A reação veio rápida. Na noite de terça, quase 200 mulheres se reuniram na plenária virtual “Todas Juntas Contra os Feminicídios”. A pauta foi direta: reforço imediato nas medidas de proteção, ações de prevenção contínuas e cobrança por coordenação estadual. O principal pedido foi a recriação da Secretaria Estadual da Mulher, com orçamento próprio e equipe técnica.
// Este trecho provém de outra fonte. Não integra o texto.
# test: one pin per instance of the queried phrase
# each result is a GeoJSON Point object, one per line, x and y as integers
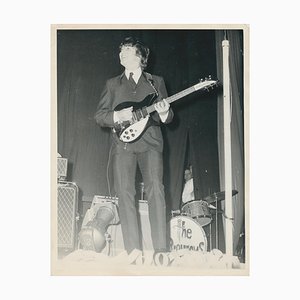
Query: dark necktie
{"type": "Point", "coordinates": [132, 80]}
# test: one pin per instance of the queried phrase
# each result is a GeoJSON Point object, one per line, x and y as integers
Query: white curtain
{"type": "Point", "coordinates": [235, 38]}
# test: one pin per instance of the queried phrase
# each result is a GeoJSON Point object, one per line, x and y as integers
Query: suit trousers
{"type": "Point", "coordinates": [151, 166]}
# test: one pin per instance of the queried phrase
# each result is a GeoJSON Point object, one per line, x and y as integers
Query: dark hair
{"type": "Point", "coordinates": [141, 50]}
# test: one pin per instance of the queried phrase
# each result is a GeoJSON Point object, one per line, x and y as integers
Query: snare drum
{"type": "Point", "coordinates": [198, 210]}
{"type": "Point", "coordinates": [186, 233]}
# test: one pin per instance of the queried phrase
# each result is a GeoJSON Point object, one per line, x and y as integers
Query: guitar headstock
{"type": "Point", "coordinates": [206, 83]}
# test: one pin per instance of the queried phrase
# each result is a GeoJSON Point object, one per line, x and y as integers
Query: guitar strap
{"type": "Point", "coordinates": [151, 81]}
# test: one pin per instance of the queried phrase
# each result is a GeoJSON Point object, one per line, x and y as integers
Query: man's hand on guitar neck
{"type": "Point", "coordinates": [162, 107]}
{"type": "Point", "coordinates": [123, 115]}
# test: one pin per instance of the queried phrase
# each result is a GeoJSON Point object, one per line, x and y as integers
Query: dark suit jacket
{"type": "Point", "coordinates": [118, 90]}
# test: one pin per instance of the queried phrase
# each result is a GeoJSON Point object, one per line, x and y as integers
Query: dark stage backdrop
{"type": "Point", "coordinates": [86, 58]}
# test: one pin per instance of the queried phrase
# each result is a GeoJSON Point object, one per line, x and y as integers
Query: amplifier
{"type": "Point", "coordinates": [115, 244]}
{"type": "Point", "coordinates": [67, 207]}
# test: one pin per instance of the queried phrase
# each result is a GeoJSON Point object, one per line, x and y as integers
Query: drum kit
{"type": "Point", "coordinates": [187, 228]}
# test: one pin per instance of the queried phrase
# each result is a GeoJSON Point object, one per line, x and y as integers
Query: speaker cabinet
{"type": "Point", "coordinates": [67, 207]}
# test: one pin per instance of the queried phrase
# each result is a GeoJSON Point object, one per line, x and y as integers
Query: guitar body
{"type": "Point", "coordinates": [129, 131]}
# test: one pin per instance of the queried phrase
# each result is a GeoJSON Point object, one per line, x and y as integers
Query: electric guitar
{"type": "Point", "coordinates": [129, 131]}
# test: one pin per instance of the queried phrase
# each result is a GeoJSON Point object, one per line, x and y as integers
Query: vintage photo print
{"type": "Point", "coordinates": [149, 150]}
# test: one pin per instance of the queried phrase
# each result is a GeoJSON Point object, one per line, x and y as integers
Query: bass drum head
{"type": "Point", "coordinates": [186, 233]}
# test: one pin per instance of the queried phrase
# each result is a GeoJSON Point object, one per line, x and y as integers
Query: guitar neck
{"type": "Point", "coordinates": [173, 98]}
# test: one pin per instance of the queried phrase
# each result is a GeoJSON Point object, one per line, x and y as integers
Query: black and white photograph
{"type": "Point", "coordinates": [150, 150]}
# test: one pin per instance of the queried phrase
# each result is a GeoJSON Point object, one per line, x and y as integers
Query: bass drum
{"type": "Point", "coordinates": [186, 233]}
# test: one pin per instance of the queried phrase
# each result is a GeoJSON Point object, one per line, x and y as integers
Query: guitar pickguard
{"type": "Point", "coordinates": [133, 131]}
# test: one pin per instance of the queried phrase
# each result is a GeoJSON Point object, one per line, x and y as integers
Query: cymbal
{"type": "Point", "coordinates": [218, 196]}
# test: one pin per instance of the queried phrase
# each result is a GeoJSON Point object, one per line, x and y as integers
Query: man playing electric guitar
{"type": "Point", "coordinates": [133, 85]}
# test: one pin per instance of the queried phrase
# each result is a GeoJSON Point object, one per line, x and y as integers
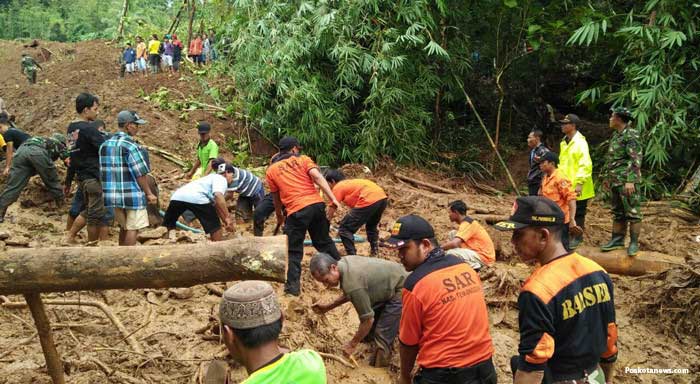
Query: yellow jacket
{"type": "Point", "coordinates": [575, 163]}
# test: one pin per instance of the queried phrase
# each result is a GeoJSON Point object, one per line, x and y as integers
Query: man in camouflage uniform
{"type": "Point", "coordinates": [623, 165]}
{"type": "Point", "coordinates": [35, 156]}
{"type": "Point", "coordinates": [29, 66]}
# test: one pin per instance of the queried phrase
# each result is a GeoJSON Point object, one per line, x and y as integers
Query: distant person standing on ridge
{"type": "Point", "coordinates": [537, 150]}
{"type": "Point", "coordinates": [177, 53]}
{"type": "Point", "coordinates": [154, 53]}
{"type": "Point", "coordinates": [195, 50]}
{"type": "Point", "coordinates": [206, 49]}
{"type": "Point", "coordinates": [576, 165]}
{"type": "Point", "coordinates": [29, 66]}
{"type": "Point", "coordinates": [141, 56]}
{"type": "Point", "coordinates": [129, 57]}
{"type": "Point", "coordinates": [168, 53]}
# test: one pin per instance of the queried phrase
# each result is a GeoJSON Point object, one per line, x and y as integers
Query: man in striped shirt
{"type": "Point", "coordinates": [250, 192]}
{"type": "Point", "coordinates": [123, 173]}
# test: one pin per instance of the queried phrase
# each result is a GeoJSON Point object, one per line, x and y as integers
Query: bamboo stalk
{"type": "Point", "coordinates": [43, 327]}
{"type": "Point", "coordinates": [488, 136]}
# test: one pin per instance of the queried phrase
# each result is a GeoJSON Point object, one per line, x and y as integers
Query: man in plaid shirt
{"type": "Point", "coordinates": [123, 172]}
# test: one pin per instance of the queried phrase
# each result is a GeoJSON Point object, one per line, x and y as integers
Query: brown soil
{"type": "Point", "coordinates": [165, 325]}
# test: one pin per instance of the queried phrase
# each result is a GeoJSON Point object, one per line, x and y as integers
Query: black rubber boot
{"type": "Point", "coordinates": [618, 237]}
{"type": "Point", "coordinates": [635, 229]}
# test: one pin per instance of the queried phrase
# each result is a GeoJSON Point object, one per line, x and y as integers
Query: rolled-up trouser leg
{"type": "Point", "coordinates": [47, 171]}
{"type": "Point", "coordinates": [263, 210]}
{"type": "Point", "coordinates": [388, 324]}
{"type": "Point", "coordinates": [94, 202]}
{"type": "Point", "coordinates": [20, 172]}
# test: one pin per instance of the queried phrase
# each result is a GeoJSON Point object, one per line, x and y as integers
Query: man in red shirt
{"type": "Point", "coordinates": [292, 179]}
{"type": "Point", "coordinates": [444, 321]}
{"type": "Point", "coordinates": [367, 201]}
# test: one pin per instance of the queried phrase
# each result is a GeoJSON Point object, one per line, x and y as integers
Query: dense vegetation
{"type": "Point", "coordinates": [369, 79]}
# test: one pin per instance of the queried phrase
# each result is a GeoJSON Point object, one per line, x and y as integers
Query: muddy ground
{"type": "Point", "coordinates": [174, 327]}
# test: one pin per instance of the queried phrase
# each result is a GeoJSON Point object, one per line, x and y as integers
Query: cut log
{"type": "Point", "coordinates": [618, 262]}
{"type": "Point", "coordinates": [424, 185]}
{"type": "Point", "coordinates": [97, 268]}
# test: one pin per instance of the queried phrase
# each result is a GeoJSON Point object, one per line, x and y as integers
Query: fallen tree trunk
{"type": "Point", "coordinates": [97, 268]}
{"type": "Point", "coordinates": [618, 262]}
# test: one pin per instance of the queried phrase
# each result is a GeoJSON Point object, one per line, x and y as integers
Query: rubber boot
{"type": "Point", "coordinates": [618, 237]}
{"type": "Point", "coordinates": [635, 229]}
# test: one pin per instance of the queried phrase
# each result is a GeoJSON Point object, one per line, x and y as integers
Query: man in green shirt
{"type": "Point", "coordinates": [373, 286]}
{"type": "Point", "coordinates": [36, 156]}
{"type": "Point", "coordinates": [207, 150]}
{"type": "Point", "coordinates": [251, 321]}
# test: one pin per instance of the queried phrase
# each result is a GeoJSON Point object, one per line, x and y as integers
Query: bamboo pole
{"type": "Point", "coordinates": [488, 136]}
{"type": "Point", "coordinates": [43, 327]}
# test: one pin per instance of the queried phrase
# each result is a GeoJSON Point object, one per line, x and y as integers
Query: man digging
{"type": "Point", "coordinates": [36, 156]}
{"type": "Point", "coordinates": [373, 286]}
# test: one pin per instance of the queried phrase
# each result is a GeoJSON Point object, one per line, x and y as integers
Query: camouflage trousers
{"type": "Point", "coordinates": [31, 75]}
{"type": "Point", "coordinates": [626, 208]}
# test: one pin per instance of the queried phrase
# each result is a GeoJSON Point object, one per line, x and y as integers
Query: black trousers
{"type": "Point", "coordinates": [357, 217]}
{"type": "Point", "coordinates": [581, 209]}
{"type": "Point", "coordinates": [311, 219]}
{"type": "Point", "coordinates": [263, 210]}
{"type": "Point", "coordinates": [482, 373]}
{"type": "Point", "coordinates": [533, 187]}
{"type": "Point", "coordinates": [547, 379]}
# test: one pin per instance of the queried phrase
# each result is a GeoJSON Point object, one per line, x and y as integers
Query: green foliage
{"type": "Point", "coordinates": [658, 62]}
{"type": "Point", "coordinates": [354, 81]}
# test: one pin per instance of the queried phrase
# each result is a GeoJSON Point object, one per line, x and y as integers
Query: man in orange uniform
{"type": "Point", "coordinates": [567, 323]}
{"type": "Point", "coordinates": [558, 188]}
{"type": "Point", "coordinates": [292, 179]}
{"type": "Point", "coordinates": [444, 321]}
{"type": "Point", "coordinates": [471, 242]}
{"type": "Point", "coordinates": [367, 201]}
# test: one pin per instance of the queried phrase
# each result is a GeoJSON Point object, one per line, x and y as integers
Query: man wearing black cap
{"type": "Point", "coordinates": [251, 322]}
{"type": "Point", "coordinates": [84, 140]}
{"type": "Point", "coordinates": [567, 312]}
{"type": "Point", "coordinates": [207, 150]}
{"type": "Point", "coordinates": [292, 179]}
{"type": "Point", "coordinates": [576, 165]}
{"type": "Point", "coordinates": [124, 176]}
{"type": "Point", "coordinates": [444, 321]}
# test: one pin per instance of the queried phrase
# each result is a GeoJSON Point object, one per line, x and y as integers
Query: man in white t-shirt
{"type": "Point", "coordinates": [198, 196]}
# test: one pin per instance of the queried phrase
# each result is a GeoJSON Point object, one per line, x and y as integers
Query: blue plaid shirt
{"type": "Point", "coordinates": [121, 163]}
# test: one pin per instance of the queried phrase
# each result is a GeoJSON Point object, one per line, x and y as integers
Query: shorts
{"type": "Point", "coordinates": [205, 213]}
{"type": "Point", "coordinates": [78, 205]}
{"type": "Point", "coordinates": [131, 219]}
{"type": "Point", "coordinates": [94, 207]}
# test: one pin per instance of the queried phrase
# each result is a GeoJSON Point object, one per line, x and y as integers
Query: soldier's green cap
{"type": "Point", "coordinates": [59, 137]}
{"type": "Point", "coordinates": [622, 112]}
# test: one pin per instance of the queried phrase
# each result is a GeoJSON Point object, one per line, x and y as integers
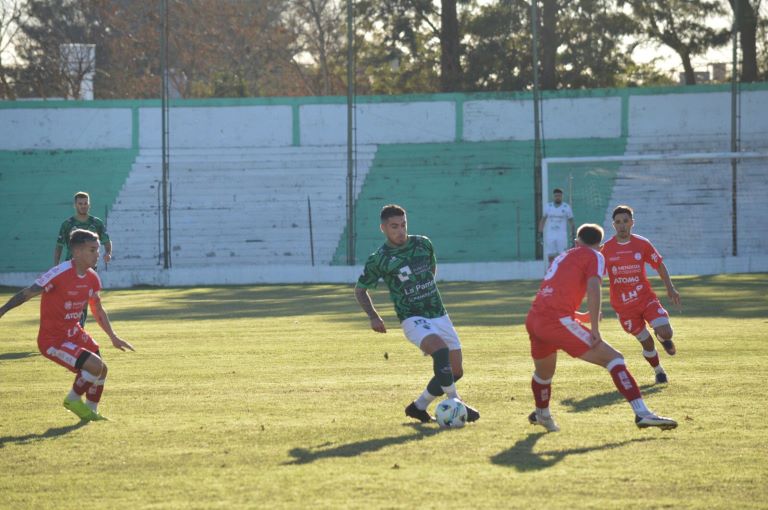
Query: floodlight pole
{"type": "Point", "coordinates": [165, 145]}
{"type": "Point", "coordinates": [537, 183]}
{"type": "Point", "coordinates": [350, 135]}
{"type": "Point", "coordinates": [735, 128]}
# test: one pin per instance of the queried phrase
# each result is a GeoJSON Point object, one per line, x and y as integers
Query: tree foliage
{"type": "Point", "coordinates": [237, 48]}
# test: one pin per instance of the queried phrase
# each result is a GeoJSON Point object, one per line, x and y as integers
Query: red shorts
{"type": "Point", "coordinates": [633, 319]}
{"type": "Point", "coordinates": [548, 334]}
{"type": "Point", "coordinates": [67, 352]}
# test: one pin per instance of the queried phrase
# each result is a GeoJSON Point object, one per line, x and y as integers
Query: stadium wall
{"type": "Point", "coordinates": [667, 119]}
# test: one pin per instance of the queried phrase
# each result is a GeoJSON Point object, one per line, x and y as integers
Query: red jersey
{"type": "Point", "coordinates": [625, 265]}
{"type": "Point", "coordinates": [565, 283]}
{"type": "Point", "coordinates": [65, 294]}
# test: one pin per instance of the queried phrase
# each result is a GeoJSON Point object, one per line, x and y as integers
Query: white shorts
{"type": "Point", "coordinates": [555, 245]}
{"type": "Point", "coordinates": [417, 328]}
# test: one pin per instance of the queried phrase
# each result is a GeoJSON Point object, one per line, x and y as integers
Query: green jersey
{"type": "Point", "coordinates": [408, 271]}
{"type": "Point", "coordinates": [93, 224]}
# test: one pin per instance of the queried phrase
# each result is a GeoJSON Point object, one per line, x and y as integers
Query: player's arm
{"type": "Point", "coordinates": [21, 297]}
{"type": "Point", "coordinates": [107, 251]}
{"type": "Point", "coordinates": [594, 302]}
{"type": "Point", "coordinates": [365, 302]}
{"type": "Point", "coordinates": [672, 292]}
{"type": "Point", "coordinates": [103, 320]}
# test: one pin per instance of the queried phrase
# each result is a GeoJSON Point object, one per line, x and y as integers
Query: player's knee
{"type": "Point", "coordinates": [664, 332]}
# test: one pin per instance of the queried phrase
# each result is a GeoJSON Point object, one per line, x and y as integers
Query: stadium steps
{"type": "Point", "coordinates": [237, 206]}
{"type": "Point", "coordinates": [36, 189]}
{"type": "Point", "coordinates": [475, 200]}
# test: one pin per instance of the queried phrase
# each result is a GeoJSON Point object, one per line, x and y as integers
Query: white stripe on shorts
{"type": "Point", "coordinates": [577, 330]}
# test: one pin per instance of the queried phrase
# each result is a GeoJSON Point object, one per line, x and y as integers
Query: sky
{"type": "Point", "coordinates": [669, 62]}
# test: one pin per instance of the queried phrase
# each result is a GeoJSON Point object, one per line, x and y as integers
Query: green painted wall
{"type": "Point", "coordinates": [475, 200]}
{"type": "Point", "coordinates": [36, 190]}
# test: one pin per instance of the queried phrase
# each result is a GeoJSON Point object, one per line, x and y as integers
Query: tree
{"type": "Point", "coordinates": [747, 27]}
{"type": "Point", "coordinates": [680, 25]}
{"type": "Point", "coordinates": [11, 17]}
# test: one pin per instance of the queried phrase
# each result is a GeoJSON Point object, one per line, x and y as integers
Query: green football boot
{"type": "Point", "coordinates": [79, 408]}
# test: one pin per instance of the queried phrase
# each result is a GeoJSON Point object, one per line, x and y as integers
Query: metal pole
{"type": "Point", "coordinates": [537, 178]}
{"type": "Point", "coordinates": [311, 237]}
{"type": "Point", "coordinates": [350, 134]}
{"type": "Point", "coordinates": [164, 128]}
{"type": "Point", "coordinates": [735, 129]}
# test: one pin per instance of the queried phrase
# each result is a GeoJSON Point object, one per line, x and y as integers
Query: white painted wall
{"type": "Point", "coordinates": [418, 122]}
{"type": "Point", "coordinates": [221, 126]}
{"type": "Point", "coordinates": [563, 118]}
{"type": "Point", "coordinates": [65, 128]}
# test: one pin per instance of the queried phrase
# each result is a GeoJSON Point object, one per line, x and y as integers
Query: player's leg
{"type": "Point", "coordinates": [634, 324]}
{"type": "Point", "coordinates": [604, 355]}
{"type": "Point", "coordinates": [544, 355]}
{"type": "Point", "coordinates": [663, 330]}
{"type": "Point", "coordinates": [73, 357]}
{"type": "Point", "coordinates": [422, 333]}
{"type": "Point", "coordinates": [448, 333]}
{"type": "Point", "coordinates": [541, 385]}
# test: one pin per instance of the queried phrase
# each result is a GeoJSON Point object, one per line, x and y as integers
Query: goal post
{"type": "Point", "coordinates": [690, 204]}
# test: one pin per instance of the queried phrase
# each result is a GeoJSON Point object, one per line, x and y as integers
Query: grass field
{"type": "Point", "coordinates": [281, 397]}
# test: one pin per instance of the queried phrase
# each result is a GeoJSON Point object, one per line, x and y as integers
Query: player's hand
{"type": "Point", "coordinates": [674, 296]}
{"type": "Point", "coordinates": [122, 344]}
{"type": "Point", "coordinates": [377, 324]}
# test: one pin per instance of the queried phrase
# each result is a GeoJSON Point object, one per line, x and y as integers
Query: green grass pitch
{"type": "Point", "coordinates": [281, 397]}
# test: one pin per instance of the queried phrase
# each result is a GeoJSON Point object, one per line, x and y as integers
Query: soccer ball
{"type": "Point", "coordinates": [451, 413]}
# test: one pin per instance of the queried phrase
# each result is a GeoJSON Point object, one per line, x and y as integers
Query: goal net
{"type": "Point", "coordinates": [688, 205]}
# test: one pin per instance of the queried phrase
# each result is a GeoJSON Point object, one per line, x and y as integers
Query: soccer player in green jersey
{"type": "Point", "coordinates": [82, 220]}
{"type": "Point", "coordinates": [407, 264]}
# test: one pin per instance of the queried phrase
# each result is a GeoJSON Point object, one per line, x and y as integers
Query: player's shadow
{"type": "Point", "coordinates": [51, 433]}
{"type": "Point", "coordinates": [9, 356]}
{"type": "Point", "coordinates": [604, 399]}
{"type": "Point", "coordinates": [307, 455]}
{"type": "Point", "coordinates": [523, 457]}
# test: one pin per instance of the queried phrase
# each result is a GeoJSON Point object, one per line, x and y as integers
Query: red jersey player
{"type": "Point", "coordinates": [635, 303]}
{"type": "Point", "coordinates": [554, 324]}
{"type": "Point", "coordinates": [67, 288]}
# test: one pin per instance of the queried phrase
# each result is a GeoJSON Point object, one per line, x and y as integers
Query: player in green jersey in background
{"type": "Point", "coordinates": [407, 264]}
{"type": "Point", "coordinates": [81, 220]}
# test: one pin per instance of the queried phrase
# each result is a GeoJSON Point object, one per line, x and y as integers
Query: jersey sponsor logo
{"type": "Point", "coordinates": [629, 296]}
{"type": "Point", "coordinates": [626, 279]}
{"type": "Point", "coordinates": [404, 274]}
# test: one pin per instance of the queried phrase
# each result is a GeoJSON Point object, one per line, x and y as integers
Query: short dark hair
{"type": "Point", "coordinates": [590, 234]}
{"type": "Point", "coordinates": [622, 209]}
{"type": "Point", "coordinates": [82, 236]}
{"type": "Point", "coordinates": [390, 211]}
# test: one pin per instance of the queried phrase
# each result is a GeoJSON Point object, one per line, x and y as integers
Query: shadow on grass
{"type": "Point", "coordinates": [51, 433]}
{"type": "Point", "coordinates": [522, 457]}
{"type": "Point", "coordinates": [306, 455]}
{"type": "Point", "coordinates": [9, 356]}
{"type": "Point", "coordinates": [605, 399]}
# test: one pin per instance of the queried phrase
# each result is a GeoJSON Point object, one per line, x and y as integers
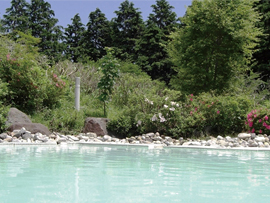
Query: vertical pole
{"type": "Point", "coordinates": [77, 94]}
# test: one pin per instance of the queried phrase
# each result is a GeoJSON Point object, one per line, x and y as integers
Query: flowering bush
{"type": "Point", "coordinates": [258, 121]}
{"type": "Point", "coordinates": [169, 113]}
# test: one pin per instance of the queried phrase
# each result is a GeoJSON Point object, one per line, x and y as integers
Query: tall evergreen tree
{"type": "Point", "coordinates": [73, 39]}
{"type": "Point", "coordinates": [97, 35]}
{"type": "Point", "coordinates": [127, 28]}
{"type": "Point", "coordinates": [152, 54]}
{"type": "Point", "coordinates": [216, 43]}
{"type": "Point", "coordinates": [262, 55]}
{"type": "Point", "coordinates": [16, 17]}
{"type": "Point", "coordinates": [43, 25]}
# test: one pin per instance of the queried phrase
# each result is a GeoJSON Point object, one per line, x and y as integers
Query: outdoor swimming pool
{"type": "Point", "coordinates": [80, 173]}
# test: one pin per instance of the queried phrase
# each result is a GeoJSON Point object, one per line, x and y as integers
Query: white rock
{"type": "Point", "coordinates": [107, 138]}
{"type": "Point", "coordinates": [195, 143]}
{"type": "Point", "coordinates": [243, 135]}
{"type": "Point", "coordinates": [259, 139]}
{"type": "Point", "coordinates": [220, 138]}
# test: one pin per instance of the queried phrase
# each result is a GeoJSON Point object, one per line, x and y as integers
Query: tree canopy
{"type": "Point", "coordinates": [216, 42]}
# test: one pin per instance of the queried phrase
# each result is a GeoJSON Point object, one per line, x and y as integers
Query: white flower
{"type": "Point", "coordinates": [154, 118]}
{"type": "Point", "coordinates": [172, 109]}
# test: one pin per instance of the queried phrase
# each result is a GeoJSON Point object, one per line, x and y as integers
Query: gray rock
{"type": "Point", "coordinates": [60, 140]}
{"type": "Point", "coordinates": [253, 135]}
{"type": "Point", "coordinates": [3, 136]}
{"type": "Point", "coordinates": [16, 116]}
{"type": "Point", "coordinates": [169, 139]}
{"type": "Point", "coordinates": [115, 139]}
{"type": "Point", "coordinates": [229, 139]}
{"type": "Point", "coordinates": [93, 135]}
{"type": "Point", "coordinates": [31, 127]}
{"type": "Point", "coordinates": [8, 139]}
{"type": "Point", "coordinates": [223, 143]}
{"type": "Point", "coordinates": [195, 143]}
{"type": "Point", "coordinates": [107, 138]}
{"type": "Point", "coordinates": [27, 136]}
{"type": "Point", "coordinates": [96, 125]}
{"type": "Point", "coordinates": [220, 138]}
{"type": "Point", "coordinates": [259, 139]}
{"type": "Point", "coordinates": [97, 140]}
{"type": "Point", "coordinates": [73, 138]}
{"type": "Point", "coordinates": [150, 135]}
{"type": "Point", "coordinates": [244, 135]}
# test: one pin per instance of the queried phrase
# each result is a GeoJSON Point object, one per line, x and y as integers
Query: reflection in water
{"type": "Point", "coordinates": [127, 174]}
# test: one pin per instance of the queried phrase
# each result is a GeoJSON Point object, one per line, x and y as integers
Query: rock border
{"type": "Point", "coordinates": [244, 141]}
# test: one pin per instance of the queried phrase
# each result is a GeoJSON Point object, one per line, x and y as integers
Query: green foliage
{"type": "Point", "coordinates": [258, 120]}
{"type": "Point", "coordinates": [3, 109]}
{"type": "Point", "coordinates": [44, 27]}
{"type": "Point", "coordinates": [143, 109]}
{"type": "Point", "coordinates": [109, 68]}
{"type": "Point", "coordinates": [64, 118]}
{"type": "Point", "coordinates": [97, 35]}
{"type": "Point", "coordinates": [16, 16]}
{"type": "Point", "coordinates": [74, 40]}
{"type": "Point", "coordinates": [151, 46]}
{"type": "Point", "coordinates": [262, 51]}
{"type": "Point", "coordinates": [88, 73]}
{"type": "Point", "coordinates": [30, 85]}
{"type": "Point", "coordinates": [216, 42]}
{"type": "Point", "coordinates": [128, 67]}
{"type": "Point", "coordinates": [126, 29]}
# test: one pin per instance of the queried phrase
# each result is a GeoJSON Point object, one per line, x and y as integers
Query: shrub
{"type": "Point", "coordinates": [3, 108]}
{"type": "Point", "coordinates": [258, 121]}
{"type": "Point", "coordinates": [30, 87]}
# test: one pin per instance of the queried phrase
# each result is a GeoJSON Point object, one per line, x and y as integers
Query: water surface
{"type": "Point", "coordinates": [132, 174]}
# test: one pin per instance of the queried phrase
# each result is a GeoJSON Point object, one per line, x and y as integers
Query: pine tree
{"type": "Point", "coordinates": [97, 35]}
{"type": "Point", "coordinates": [152, 54]}
{"type": "Point", "coordinates": [16, 17]}
{"type": "Point", "coordinates": [127, 27]}
{"type": "Point", "coordinates": [262, 55]}
{"type": "Point", "coordinates": [73, 39]}
{"type": "Point", "coordinates": [216, 43]}
{"type": "Point", "coordinates": [43, 25]}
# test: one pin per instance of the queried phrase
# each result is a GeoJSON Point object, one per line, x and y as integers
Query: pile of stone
{"type": "Point", "coordinates": [243, 140]}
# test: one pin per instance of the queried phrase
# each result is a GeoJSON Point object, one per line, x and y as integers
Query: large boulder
{"type": "Point", "coordinates": [16, 116]}
{"type": "Point", "coordinates": [31, 127]}
{"type": "Point", "coordinates": [96, 125]}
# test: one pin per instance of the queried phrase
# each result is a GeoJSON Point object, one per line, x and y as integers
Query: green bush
{"type": "Point", "coordinates": [171, 113]}
{"type": "Point", "coordinates": [30, 87]}
{"type": "Point", "coordinates": [3, 109]}
{"type": "Point", "coordinates": [258, 120]}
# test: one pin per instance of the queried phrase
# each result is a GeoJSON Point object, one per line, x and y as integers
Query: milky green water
{"type": "Point", "coordinates": [128, 174]}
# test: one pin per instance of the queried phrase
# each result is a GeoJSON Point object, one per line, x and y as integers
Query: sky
{"type": "Point", "coordinates": [66, 9]}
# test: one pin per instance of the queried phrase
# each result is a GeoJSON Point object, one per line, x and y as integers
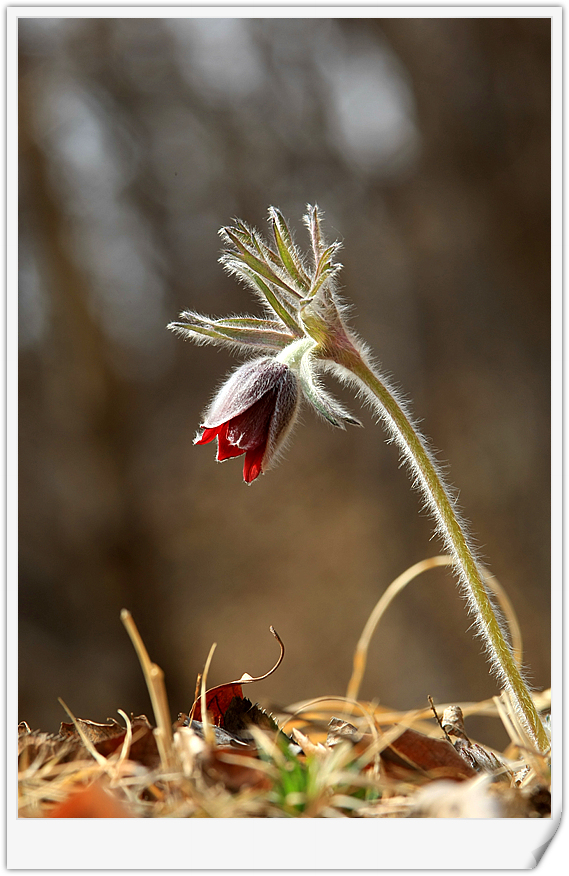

- Recriação da Secretaria da Mulher, com autonomia e metas públicas;
- Educação de gênero nas escolas, para prevenção desde cedo;
- Audiências públicas e mobilizações de rua;
- Mais abrigos e centros de referência 24h, integrados com Judiciário e Saúde;
- Programas de responsabilização e reeducação de agressores;
- Campanhas permanentes de prevenção e canais de denúncia acessíveis.

O que falta, o que pode mudar e os próximos passos
O Conselho Estadual dos Direitos da Mulher formalizou um pedido ao Ministério Público e à Defensoria Pública para que proponham uma ação civil pública contra o governo estadual. A queixa central: ausência de políticas consistentes e de estrutura para proteger e promover os direitos das mulheres. Na prática, essa ação pode exigir, por exemplo, criação de vagas em abrigos, funcionamento contínuo de centros de atendimento, metas por região e transparência em orçamento e dados.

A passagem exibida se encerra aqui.